Parte das vítimas foi impedida por seguranças de sair da boate durante a confusão

Ao longo do ano passado, enquanto o país começava a enfrentar a pandemia de Covid-19, três dos réus (Elissandro, Mauro e Marcelo) travaram uma batalha judicial vitoriosa para que o julgamento pelo júri popular fosse transferido da comarca de Santa Maria para um foro na capital, Porto Alegre. Em seguida, o Ministério Público do Rio Grande do Sul (MP-RS) opinou para que Luciano Bonilha também tivesse o desaforamento concedido, embora ele não tivesse requisitado a medida.

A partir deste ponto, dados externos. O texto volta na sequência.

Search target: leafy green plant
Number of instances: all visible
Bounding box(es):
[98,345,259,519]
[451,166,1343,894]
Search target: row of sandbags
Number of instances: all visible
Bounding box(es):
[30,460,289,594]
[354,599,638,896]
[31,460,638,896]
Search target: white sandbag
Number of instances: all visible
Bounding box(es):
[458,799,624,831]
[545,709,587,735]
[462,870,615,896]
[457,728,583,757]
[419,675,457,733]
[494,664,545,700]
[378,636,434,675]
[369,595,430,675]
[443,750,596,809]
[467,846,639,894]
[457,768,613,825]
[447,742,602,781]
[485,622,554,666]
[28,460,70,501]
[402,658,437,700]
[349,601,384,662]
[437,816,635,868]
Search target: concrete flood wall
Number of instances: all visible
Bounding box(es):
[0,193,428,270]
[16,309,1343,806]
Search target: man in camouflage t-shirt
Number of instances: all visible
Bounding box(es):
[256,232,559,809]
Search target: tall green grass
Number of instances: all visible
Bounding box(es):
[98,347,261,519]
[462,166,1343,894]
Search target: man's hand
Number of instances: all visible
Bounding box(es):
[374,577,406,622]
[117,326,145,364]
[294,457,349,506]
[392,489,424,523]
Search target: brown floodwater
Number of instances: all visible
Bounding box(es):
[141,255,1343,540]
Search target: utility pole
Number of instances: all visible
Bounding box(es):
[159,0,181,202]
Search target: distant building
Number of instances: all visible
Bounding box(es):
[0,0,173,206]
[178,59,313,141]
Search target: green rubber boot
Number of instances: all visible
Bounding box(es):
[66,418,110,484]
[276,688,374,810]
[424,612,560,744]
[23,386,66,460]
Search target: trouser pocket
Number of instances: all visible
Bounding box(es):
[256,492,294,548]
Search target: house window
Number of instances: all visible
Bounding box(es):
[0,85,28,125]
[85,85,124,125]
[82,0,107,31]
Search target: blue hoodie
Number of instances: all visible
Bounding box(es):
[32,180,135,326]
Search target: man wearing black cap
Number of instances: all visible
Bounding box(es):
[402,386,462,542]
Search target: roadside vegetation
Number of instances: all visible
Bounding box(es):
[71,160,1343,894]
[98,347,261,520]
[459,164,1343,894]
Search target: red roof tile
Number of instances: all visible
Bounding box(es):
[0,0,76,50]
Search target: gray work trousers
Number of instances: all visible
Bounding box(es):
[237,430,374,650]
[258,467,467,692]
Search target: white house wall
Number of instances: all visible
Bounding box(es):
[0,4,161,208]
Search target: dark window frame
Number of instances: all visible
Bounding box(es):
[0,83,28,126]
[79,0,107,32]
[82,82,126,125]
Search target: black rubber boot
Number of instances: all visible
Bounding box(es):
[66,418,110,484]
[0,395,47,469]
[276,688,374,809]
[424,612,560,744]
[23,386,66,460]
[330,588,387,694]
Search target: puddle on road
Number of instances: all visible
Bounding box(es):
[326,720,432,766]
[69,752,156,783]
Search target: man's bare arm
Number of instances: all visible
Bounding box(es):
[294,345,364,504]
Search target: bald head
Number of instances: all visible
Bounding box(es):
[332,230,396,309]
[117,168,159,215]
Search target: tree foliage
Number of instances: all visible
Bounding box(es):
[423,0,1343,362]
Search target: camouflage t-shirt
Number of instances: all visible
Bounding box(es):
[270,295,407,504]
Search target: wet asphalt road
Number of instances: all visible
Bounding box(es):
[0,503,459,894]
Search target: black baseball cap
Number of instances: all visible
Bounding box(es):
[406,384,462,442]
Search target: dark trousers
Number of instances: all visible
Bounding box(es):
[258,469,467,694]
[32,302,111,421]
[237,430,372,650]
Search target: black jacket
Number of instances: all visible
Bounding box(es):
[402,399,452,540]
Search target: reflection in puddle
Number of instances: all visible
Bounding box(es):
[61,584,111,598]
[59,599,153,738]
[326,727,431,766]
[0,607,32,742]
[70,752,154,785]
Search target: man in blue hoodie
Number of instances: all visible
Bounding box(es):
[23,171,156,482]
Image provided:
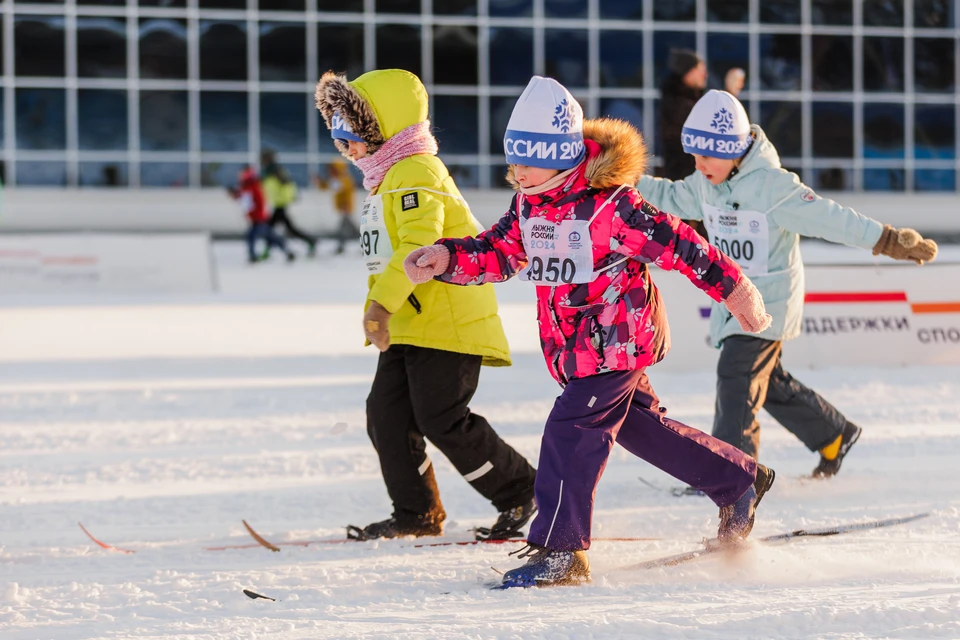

Dessa forma, todos os réus poderão ser julgados numa única data e pelo mesmo júri. Entre os argumentos para pedir o desaforamento do caso, os réus alegaram dúvida sobra a parcialidade dos jurados em Santa Maria, por causa da comoção devido à tragédia e do ambiente mais distante e controlado da Justiça de Porto Alegre.

Distribuído por sorteio para a 1ª Vara do Júri do Foro Central de Porto Alegre, em dezembro do ano passado, o processo da boate Kiss agora aguarda a designação de um juiz titular para a Vara, já que a magistrada que ocupa atualmente o posto, Taís Culau de Barros, assumirá novo cargo no Tribunal de Justiça do estado (TJ-RS) a partir de fevereiro. Só depois que um novo juiz da 1ª Vara for definido é que a data e o local do julgamento serão definidos. Desde já, no entanto, a principal preocupação dos familiares das vítimas é que o júri popular não seja a portas fechadas e permita a participação deles.